I think I said it fairly clearly last week:
The Street is going to notice the shutdown only when it hits our asset balances. When you start squealing, in other words, then Washington may hear. When you tell your Congress-critter that your checkbook is about to shut down, in other words, then we'll see some action.
The way Washington hears this message is when you panic. If the Dow falls, say, 1,000 points or more in a single day, and the other averages follow suit, while bond prices hit Italy-like levels and the Arabs stop taking dollars for oil, then this whole shutdown-debt limit thing ends.
And this probably angers traders more than anything, because we all know what will happen. You'll panic, a deal will get done, and those who didn't panic will take your money.
So no one wants to blink, in Washington or New York.
The best way to explain New York's attitude is to look at a capacitor. A capacitor takes electricity up to a specific voltage, then discharges.
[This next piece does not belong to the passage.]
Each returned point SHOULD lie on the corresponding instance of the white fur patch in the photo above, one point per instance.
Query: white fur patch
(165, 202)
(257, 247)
This regulates the flow of electricity in the rest of the circuit, and keeps it from getting overloaded.
Mathematicians took this concept and created what's called "saturation arithmetic" with it. Engineers took "saturation arithmetic" and created the Digital Signal Processor with it. Digital Signal Processors now work in real time.
As with past "flash crashes," or "fat thumb" events, a panic over the debt limit can immediately turn into a rally of equal size, once politicians respond. So just as they're waiting for the last minute to make a deal, we're waiting until the last minute to panic.
Yet the panic is the signal that sparks the deal.
The Republican Party is the natural home of Wall Street. Most traders support the Republican Party, expect it to do their bidding, and are flummoxed when that doesn't happen.
But with ownership comes responsibility. If your employees are costing you money, you fire them. The same should be true of politicians. But here's where it gets tricky for traders who prefer Republican government.
At this writing, the outcome favored by Republicans is a short-term deal. Politically, it kicks the can down the road, past the time when primaries against current officeholders are practical. Such an outcome should lead to a slow bleed of money from the market, until the longer-term deal is made.
Take this as a buying opportunity.
The correction upwards, whenever it comes, will be sharp and fast. There is a growing pent-up demand for investments in this country, because outside Washington things are all right.
Natural gas remains in glut, oil production is growing, efficiency is powering manufacturing, and technologies continue to evolve. The annual deficit has been cut in half, and there is, in fact, plenty of slack to deal with whatever solution politicians come up with.
Thus you should be holding on and buying dips. There is no sense trying to time this market - the big desks' algorithms always take sudden moves rather than individuals. Just see that you're diversified, buy whatever falls into what you consider a value range, and wait for the smoke to clear.
What specific sectors should you be buying? You play what works through this current recovery.
I also like cheap renewable energy, in the form of efficiency. Cree (CREE) makes LED lighting systems that use a tiny fraction of the electricity used by fluorescents, and which can do this under computer control.
The same kind of energy efficiency is driving transformations in the data center. If a panic brings companies like Google (GOOG) and Amazon.com (AMZN) down 10%, you should buy them and know they'll go right back up.
My own retirement money is invested more conservatively, in companies like GE (GE), which benefits from growth in both health care IT and renewable energy, and in IBM (IBM), which is already down 15% from its previous highs as it adjusts to the growth of hybrid clouds.
How you react politically to the money politicians are costing you is your business. Just don't let it get in the way of your real business.